Based on the validation performed in this work, the AUTODIRECT workflow shows promise for estimating DIR dose warping uncertainty when transferring dose from one planning CT to another. There are, however, some limitations to the current validation study. The virtual phantoms were created by manually applying reasonable estimates for typical anatomical deformations that occur in patients. In cases, such as weight loss, there is some uncertainty in the true nature of the underlying anatomical deformation. In cases, such as bladder and rectal filling, the DVF is ill-defined in some regions. In these cases, the validation testing results really are only an indication that AUTODIRECT calculations match well with the assumptions made when creating the virtual phantoms. An additional limitation for the virtual phantom validations is that they were produced with synthetic splines and both the test and clinical DIR algorithms utilized splines for warping. This has the potential to skew the produced DIR error predictions. For this reason, the physical phantom and the lung data sets are crucial to this study. Another limitation of the current AUTODIRECT platform is that the image processing is most appropriate for fan-beam, kilo-voltage CT imaging. Work is ongoing to extend the AUTODIRECT process to imaging typically used during image-guided radiotherapy to enable its use for adaptive therapy applications.
Conclusion
Tested on 12 virtual and physical phantoms and 3 pair of lung images from a real patient, the AUTODIRECT framework was found to reliably estimate the DIR-driven dose mapping errors for 2 widely available B-spline algorithms. Thus, the AUTODIRECT workflow shows promise for providing clinically important information on the uncertainty of a deformed dose distribution.
Footnotes
Abbreviations
Acknowledgments
Prof. Jean Pouliot made vital contributions to the conception and design of this study. The authors would like to thank Oncology Systems Limited for their help.
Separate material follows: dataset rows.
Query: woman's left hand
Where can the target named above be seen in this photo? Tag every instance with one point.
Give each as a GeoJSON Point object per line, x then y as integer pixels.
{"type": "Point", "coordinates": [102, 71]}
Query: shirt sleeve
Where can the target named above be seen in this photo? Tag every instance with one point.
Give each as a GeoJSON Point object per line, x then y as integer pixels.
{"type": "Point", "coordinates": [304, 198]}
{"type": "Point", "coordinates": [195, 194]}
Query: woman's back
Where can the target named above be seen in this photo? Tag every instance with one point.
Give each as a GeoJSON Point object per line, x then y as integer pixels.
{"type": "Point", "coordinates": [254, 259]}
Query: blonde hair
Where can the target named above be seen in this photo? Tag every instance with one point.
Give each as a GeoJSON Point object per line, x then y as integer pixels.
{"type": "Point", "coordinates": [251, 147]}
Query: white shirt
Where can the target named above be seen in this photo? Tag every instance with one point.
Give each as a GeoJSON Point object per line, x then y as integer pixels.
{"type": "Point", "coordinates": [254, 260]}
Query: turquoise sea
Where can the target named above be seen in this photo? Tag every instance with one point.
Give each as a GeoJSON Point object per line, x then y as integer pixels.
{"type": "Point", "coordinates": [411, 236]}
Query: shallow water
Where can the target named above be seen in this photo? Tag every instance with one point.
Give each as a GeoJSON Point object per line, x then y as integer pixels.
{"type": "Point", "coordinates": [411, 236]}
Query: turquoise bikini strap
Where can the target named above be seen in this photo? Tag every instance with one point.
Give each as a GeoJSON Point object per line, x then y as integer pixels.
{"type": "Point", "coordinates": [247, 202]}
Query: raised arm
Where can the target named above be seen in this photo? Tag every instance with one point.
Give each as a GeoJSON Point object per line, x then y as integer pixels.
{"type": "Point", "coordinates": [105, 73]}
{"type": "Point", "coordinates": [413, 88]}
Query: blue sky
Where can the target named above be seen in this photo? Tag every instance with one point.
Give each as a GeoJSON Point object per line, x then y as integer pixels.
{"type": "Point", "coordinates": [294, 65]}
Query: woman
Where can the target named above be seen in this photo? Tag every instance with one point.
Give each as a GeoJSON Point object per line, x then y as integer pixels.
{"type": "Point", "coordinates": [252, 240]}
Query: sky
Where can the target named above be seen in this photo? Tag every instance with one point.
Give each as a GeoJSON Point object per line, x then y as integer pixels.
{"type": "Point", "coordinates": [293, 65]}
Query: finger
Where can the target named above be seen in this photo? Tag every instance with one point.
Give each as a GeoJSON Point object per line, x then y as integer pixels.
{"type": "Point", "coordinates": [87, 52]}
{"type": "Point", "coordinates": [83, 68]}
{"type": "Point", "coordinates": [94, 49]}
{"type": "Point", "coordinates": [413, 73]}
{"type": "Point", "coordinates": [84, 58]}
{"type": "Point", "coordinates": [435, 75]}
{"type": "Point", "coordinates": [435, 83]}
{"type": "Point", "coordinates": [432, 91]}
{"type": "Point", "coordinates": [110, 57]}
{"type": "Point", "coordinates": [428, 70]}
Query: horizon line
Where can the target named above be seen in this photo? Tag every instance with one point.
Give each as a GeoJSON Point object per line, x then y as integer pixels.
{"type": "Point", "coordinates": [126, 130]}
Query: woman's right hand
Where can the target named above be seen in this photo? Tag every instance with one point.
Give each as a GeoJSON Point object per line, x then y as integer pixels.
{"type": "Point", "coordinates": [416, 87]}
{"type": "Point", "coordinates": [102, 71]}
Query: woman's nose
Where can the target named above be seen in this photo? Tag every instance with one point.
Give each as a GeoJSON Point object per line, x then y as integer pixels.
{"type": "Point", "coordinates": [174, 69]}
Declaration of Conflicting Interests
The author(s) declared the following potential conflicts of interest with respect to the research, authorship, and/or publication of this article: H. Kim, J. Chen, and N. Kirby have a pending patent application on the AUTODIRECT technology.
Funding
The author(s) disclosed receipt of the following financial support for the research, authorship, and/or publication of this article: This work was supported by the National Center for Research Resource and the National Center for Advancing Translational Sciences, National Institutes of Health, through the UCSF Clinical and Translational Science Institute (CTSI) Grant Number UL1 TR000004. Its contents are solely the responsibility of the authors and do not necessarily represent the official views of the NIH.